Archaeologist sues over use of artifact likeness in Indiana Jones crystal skull
A Belize archaeologist is suing the makers of a blockbuster ‘Indiana Jones’ film for using a likeness of a so-called Crystal Skull, which he says is a stolen national treasure.
Dr. Jaime Awe claims the skull was stolen from Belize 88 years ago, and that filmmakers had no right to use a model of it in 2008's Indiana Jones and the Kingdom of the Crystal Skull, according to the Hollywood Reporter.
In a lawsuit filed in Illinois this week, Awe is demanding the return of the Crystal Skull, which he says is a national treasure, from a treasure-hunting family who allegedly stole it, said the industry journal Friday.
But the legal action also targets Lucasfilm, its new owner the Walt Disney and Paramount Pictures which released the film by Steven Spielberg, for allegedly using a replica "likeness" of the skull.
Awe, head of the Institute of Archaeology of Belize, claims that the skull was found by the daughter of an adventurer named F.A. Mitchell-Hedges under a collapsed altar in temple ruins in Belize, and taken to the US in 1930.
The family is said to have made money exhibiting the skull, described as five inches high, seve inches long and five inches wide, which Awe says was used as a model for the Indiana Jones movie.
"LucasFilm never sought, nor was given permission to utilise the Mitchell-Hedges Skull or its likeness in the film," says the lawsuit, a copy of which was published by the Hollywood Reporter.
"To date, Belize has not participated in any of the profits derived from the sale of the film or the rights thereto," it added. The movie grossed about $786 million worldwide.
The skull is one of four valuable Crystal skulls seized from Belize - the others are on display in London, Paris and Washington.
"Belize was... an epicentre for nineteenth and early twentieth-century treasure hunters plundering the nation's Maya ruins under the guise of 'archaeology'," said the lawsuit.
The lawsuit is seeking the return of the original skull, which it describes as the "most notable" of the four.

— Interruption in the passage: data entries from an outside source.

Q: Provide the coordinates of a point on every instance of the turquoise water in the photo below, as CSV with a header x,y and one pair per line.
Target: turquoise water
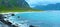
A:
x,y
42,19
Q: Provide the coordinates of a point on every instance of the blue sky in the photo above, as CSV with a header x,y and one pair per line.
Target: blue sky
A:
x,y
32,3
47,17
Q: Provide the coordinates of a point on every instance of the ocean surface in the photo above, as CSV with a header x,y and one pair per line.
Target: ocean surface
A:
x,y
40,19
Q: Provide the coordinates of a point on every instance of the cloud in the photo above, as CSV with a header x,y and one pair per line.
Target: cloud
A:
x,y
32,3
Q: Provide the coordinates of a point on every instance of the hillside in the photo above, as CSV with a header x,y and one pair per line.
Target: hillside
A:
x,y
49,7
15,6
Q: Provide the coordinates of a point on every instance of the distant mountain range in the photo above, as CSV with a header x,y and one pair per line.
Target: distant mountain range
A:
x,y
49,7
14,3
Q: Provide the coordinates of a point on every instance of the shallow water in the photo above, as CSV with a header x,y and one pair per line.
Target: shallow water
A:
x,y
41,19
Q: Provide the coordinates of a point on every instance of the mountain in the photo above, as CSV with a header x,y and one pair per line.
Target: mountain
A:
x,y
49,7
14,3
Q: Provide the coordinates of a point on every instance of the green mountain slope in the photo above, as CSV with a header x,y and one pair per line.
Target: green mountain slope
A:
x,y
14,6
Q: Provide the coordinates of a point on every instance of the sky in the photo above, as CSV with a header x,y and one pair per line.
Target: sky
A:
x,y
33,3
34,18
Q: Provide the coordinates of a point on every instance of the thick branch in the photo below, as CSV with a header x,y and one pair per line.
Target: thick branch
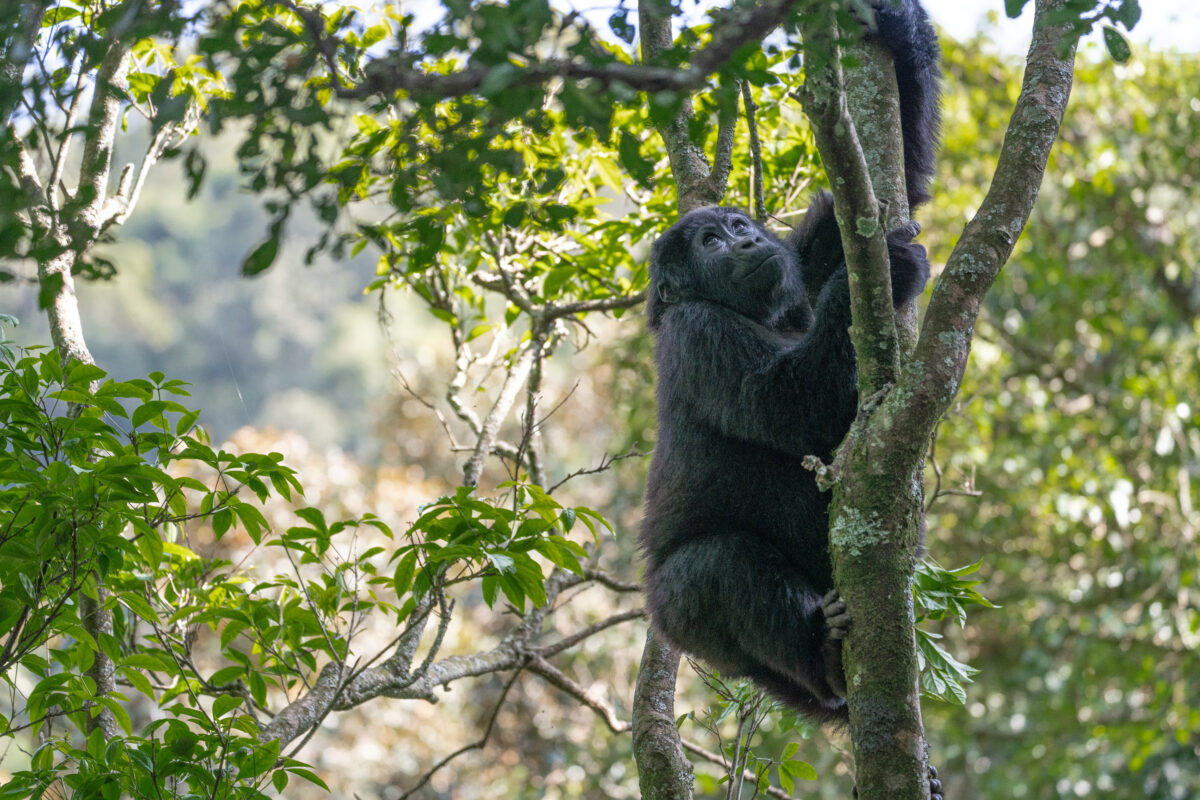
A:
x,y
933,378
859,220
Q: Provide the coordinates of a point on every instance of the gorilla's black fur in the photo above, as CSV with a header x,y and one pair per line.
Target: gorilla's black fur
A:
x,y
756,371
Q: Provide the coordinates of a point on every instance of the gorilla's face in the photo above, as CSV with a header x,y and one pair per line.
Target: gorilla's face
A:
x,y
720,256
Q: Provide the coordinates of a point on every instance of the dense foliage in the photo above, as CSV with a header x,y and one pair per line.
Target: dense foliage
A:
x,y
516,220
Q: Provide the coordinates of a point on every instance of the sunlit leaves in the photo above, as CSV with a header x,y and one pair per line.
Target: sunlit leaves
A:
x,y
496,540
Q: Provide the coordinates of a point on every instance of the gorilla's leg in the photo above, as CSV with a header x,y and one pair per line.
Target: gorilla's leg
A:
x,y
737,603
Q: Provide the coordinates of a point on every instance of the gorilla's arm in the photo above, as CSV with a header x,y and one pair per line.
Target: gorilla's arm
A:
x,y
751,383
904,28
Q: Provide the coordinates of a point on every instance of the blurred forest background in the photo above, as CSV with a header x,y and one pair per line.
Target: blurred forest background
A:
x,y
1067,469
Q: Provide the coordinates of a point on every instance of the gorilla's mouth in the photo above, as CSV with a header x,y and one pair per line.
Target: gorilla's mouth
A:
x,y
748,270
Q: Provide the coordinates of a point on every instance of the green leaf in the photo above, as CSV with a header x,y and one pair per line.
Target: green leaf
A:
x,y
1013,7
1116,44
262,257
1127,13
223,704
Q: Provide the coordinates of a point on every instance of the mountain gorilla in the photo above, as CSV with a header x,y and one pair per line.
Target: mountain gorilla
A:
x,y
756,371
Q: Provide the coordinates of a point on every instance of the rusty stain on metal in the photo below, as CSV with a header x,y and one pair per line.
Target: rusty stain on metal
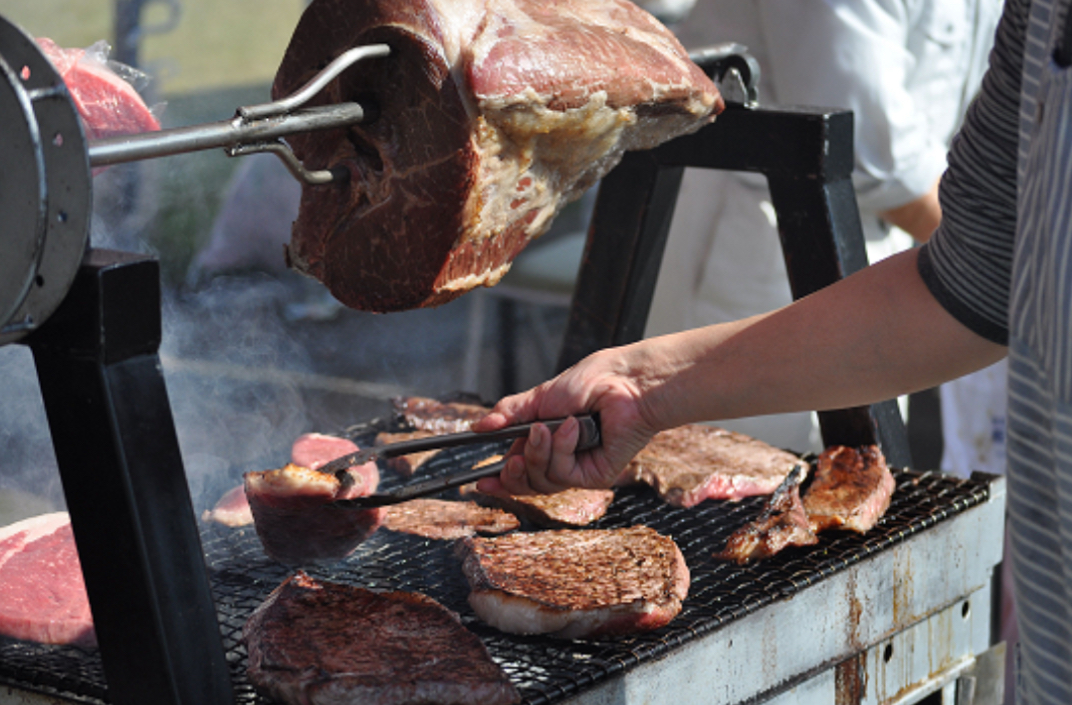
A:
x,y
903,589
849,681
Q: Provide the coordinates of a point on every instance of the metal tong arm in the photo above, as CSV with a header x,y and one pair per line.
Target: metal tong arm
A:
x,y
252,128
589,437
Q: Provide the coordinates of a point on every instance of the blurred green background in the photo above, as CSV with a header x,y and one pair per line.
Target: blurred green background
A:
x,y
213,56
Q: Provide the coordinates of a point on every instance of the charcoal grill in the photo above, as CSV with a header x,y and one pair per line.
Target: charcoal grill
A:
x,y
837,623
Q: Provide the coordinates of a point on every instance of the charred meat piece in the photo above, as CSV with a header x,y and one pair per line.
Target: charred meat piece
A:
x,y
693,463
438,519
576,584
782,523
570,508
435,417
43,593
406,465
232,509
295,521
319,643
850,490
492,115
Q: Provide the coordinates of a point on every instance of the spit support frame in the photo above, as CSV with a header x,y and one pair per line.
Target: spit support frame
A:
x,y
807,158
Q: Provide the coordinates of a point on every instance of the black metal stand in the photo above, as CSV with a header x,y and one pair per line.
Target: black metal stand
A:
x,y
125,489
806,155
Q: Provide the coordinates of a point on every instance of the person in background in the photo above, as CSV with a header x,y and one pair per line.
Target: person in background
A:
x,y
995,280
908,70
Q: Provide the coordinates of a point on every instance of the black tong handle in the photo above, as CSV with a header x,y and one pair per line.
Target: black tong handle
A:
x,y
589,437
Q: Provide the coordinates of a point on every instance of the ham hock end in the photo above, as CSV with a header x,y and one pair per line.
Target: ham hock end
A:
x,y
491,115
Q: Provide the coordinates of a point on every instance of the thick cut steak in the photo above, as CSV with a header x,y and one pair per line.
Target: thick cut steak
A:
x,y
42,593
576,584
782,523
232,509
292,509
491,116
575,507
321,643
438,519
850,490
691,463
435,417
108,106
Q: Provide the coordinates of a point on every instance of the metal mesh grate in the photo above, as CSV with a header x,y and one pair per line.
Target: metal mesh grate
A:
x,y
544,670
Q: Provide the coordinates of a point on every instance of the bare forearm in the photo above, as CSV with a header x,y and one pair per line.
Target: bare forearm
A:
x,y
919,218
872,336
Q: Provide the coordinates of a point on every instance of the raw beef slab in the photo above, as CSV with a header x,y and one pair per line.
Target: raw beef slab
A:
x,y
576,584
43,593
491,115
107,104
321,643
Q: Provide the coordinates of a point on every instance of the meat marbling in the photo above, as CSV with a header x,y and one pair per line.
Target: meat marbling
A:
x,y
782,523
691,463
440,519
292,509
850,490
491,116
43,591
322,643
576,584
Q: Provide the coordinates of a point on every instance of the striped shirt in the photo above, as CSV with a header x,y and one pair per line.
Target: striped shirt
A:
x,y
1001,264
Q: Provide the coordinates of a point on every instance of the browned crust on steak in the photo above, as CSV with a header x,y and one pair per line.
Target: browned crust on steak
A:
x,y
438,519
850,490
317,643
576,584
570,508
436,417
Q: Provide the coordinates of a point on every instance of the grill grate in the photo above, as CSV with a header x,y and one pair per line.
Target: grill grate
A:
x,y
544,670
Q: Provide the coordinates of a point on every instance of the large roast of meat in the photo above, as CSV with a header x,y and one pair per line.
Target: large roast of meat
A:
x,y
491,115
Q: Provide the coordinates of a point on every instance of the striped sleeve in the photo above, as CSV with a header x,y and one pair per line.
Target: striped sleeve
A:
x,y
967,265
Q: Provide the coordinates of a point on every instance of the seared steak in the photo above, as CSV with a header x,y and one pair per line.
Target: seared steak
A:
x,y
850,490
576,584
294,520
693,463
492,116
437,519
575,507
319,643
782,523
42,593
436,417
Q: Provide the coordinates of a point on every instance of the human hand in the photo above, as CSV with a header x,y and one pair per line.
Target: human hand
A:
x,y
545,463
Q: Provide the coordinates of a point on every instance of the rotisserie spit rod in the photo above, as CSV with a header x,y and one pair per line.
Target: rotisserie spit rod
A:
x,y
253,129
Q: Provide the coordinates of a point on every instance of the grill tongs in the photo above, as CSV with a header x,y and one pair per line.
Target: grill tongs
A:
x,y
587,438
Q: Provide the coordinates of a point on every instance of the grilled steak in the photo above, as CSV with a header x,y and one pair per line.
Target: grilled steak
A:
x,y
437,519
574,507
492,116
782,523
43,593
850,490
406,465
291,505
232,509
319,643
435,417
576,584
693,463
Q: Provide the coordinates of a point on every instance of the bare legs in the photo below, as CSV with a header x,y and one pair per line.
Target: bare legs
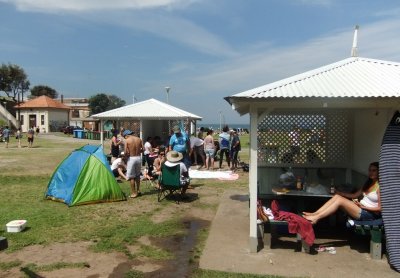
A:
x,y
209,162
330,207
135,187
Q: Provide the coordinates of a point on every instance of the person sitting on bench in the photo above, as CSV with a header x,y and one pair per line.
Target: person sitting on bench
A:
x,y
368,208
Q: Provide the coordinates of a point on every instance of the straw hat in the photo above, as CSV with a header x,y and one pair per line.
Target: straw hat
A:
x,y
174,156
127,132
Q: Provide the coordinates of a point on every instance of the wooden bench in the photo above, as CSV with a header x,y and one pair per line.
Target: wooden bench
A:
x,y
271,228
375,230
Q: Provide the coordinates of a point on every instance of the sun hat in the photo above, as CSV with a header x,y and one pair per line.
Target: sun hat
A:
x,y
173,156
176,129
127,132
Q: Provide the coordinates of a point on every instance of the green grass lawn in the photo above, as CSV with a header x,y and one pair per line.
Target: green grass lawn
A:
x,y
24,175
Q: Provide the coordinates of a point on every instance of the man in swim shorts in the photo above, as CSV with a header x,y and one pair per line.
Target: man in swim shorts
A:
x,y
133,149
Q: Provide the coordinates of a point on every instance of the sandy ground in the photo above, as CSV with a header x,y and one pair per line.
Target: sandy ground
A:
x,y
231,253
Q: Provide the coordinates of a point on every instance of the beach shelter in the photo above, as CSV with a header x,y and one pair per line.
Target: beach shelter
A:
x,y
349,103
84,177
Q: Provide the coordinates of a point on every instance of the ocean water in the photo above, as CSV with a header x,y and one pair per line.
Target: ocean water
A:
x,y
217,126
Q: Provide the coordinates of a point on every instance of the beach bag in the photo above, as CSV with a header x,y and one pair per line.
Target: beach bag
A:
x,y
260,212
224,143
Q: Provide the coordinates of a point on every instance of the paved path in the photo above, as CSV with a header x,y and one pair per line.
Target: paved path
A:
x,y
227,250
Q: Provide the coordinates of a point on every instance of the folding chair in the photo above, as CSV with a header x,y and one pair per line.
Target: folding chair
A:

It added that Belize has a "right, title and interest in and to the Mitchell-Hedges Skull and its likeness."
The Hollywood Reporter described Awe as a "real-life Indiana Jones," and his legal action as "one of the most entertaining lawsuits of the year."
Neither Lucasfilm - which its founder and Star Wars creator George Lucas sold to Disney in October for over $4 billion - nor Paramount reacted immediately to news of the lawsuit.